A lurid and gruesome large en grisaille style original oil on illustration board by noted 20th century artist and illustrator Basil Gogos.
An interior or perhaps cover illustration for a 1960s post-war pulp mens magazine published by Balcourt. This copy selling gruesome frontier style work pushes the envelope showing whisky bottle anesthetic self amputation by lantern light.
Basil Gogos is currently featured in a long and detailed retrospective in Illustration Magazine. Nicely matted and framed and ready to hang.
A bio on Basil Gogos
Basil Gogos is an American illustrator best known for his striking portraits of movie monsters, which appeared on the covers of Famous Monsters of Filmland magazine in the 1960s and 70s.
Born to a Greek family living in Egypt, Basil was 16 years old when he and his family immigrated to the U.S. Interested in art from a young age, Gogos spent his early adult years working at various jobs and studying art periodically with the goal of eventually becoming a fine artist.
Gogos attended several New York area schools including The National School of Design, The Phoenix School of Design and The School of Visual Arts. While attending the Art Students League of New York, Gogos had his greatest artistic growth studying with noted illustrator Frank J. Reilly. After winning a competition at the school sponsored by Pocket Books, Gogos began his professional career with the cover painting for a western paperback novel called Pursuit, published in 1959.
During the 1960s, Basil Gogos provided a steady stream of illustrations for a variety of New York-based publications. The majority of his work during this period was for men's adventure magazines for which he painted many scenes of World War II battles, jungle perils and crime as well as cheesecake portraits of beautiful women. However, Gogos' greatest impact as an illustrator was the work he did for Warren Publishing.
Famous Monsters of Filmland magazine, created by publisher James Warren and editor Forrest J Ackerman, premiered in 1958, and was aimed at young readers who were then discovering the classic horror films of the '30s and '40s on television.
The magazine's covers were usually eye-catching close-ups of horror movie characters. Gogos' first work for Warren was the cover of Famous Monsters of Filmland #9 in 1960 featuring an impressionistic portrait of Vincent Price from House of Usher painted in shades of red, yellow and green.
Over the next two decades, he created almost 50 covers for Famous Monsters, many of which have become iconic images of that period. Gogos also provided cover art for several other Warren magazines including Creepy, Eerie, Spaceman, Wildest Westerns and The Spirit.
Basil Gogos' Famous Monsters cover art featured most of the classic horror characters such as The Phantom of the Opera, Frankenstein's monster, Dracula, The Wolf Man, The Mummy, King Kong, Godzilla and The Creature from the Black Lagoon and popular horror actors like Boris Karloff, Bela Lugosi, Vincent Price, Lon Chaney, Christopher Lee and Peter Cushing.

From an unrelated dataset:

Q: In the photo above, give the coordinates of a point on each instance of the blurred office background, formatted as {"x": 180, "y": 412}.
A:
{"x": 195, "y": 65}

Gogos often captured his subjects in an array of vivd colors using a technique in which the artist imagined the character bathed in colors from multiple light sources. He enjoyed painting monsters more than most of his more conventional assignments because of the freedom he was given and because of the challenge of painting such unusual characters which he endevored to portray as both frightening and sympathetic.
In the late 1970s, Gogos gave up full time commercial illustration to devote himself more to his original goal of doing fine art. He produced personal art pieces in watercolor and other media, while earning his livelihood as a photo retoucher in the ad department of United Artists. While there, he also did occasional illustrations for movie posters. Gogos later moved into advertising where he produced presentation sketches and storyboards for commercials for a major ad agency.
Due to a resurgence of interest in classic horror films and collectibles, Gogos returned to the horror genre in the 1990s. During this time, new Gogos monster portraits appeared on trading cards, lithographs and the covers of Monsterscene magazine. He has also painted CD covers for rock stars Rob Zombie, The Misfits and Electric Frankenstein.
In 2005 Vanguard Productions published the coffee table book, Famous Monster Movie Art of Basil Gogos (edited by Kerry Gammill and J. David Spurlock) and in 2006 Gogos received The Rondo Hatton Classic Horror Awards' special Monster Kid Hall of Fame award for his contributions to the field of classic horror.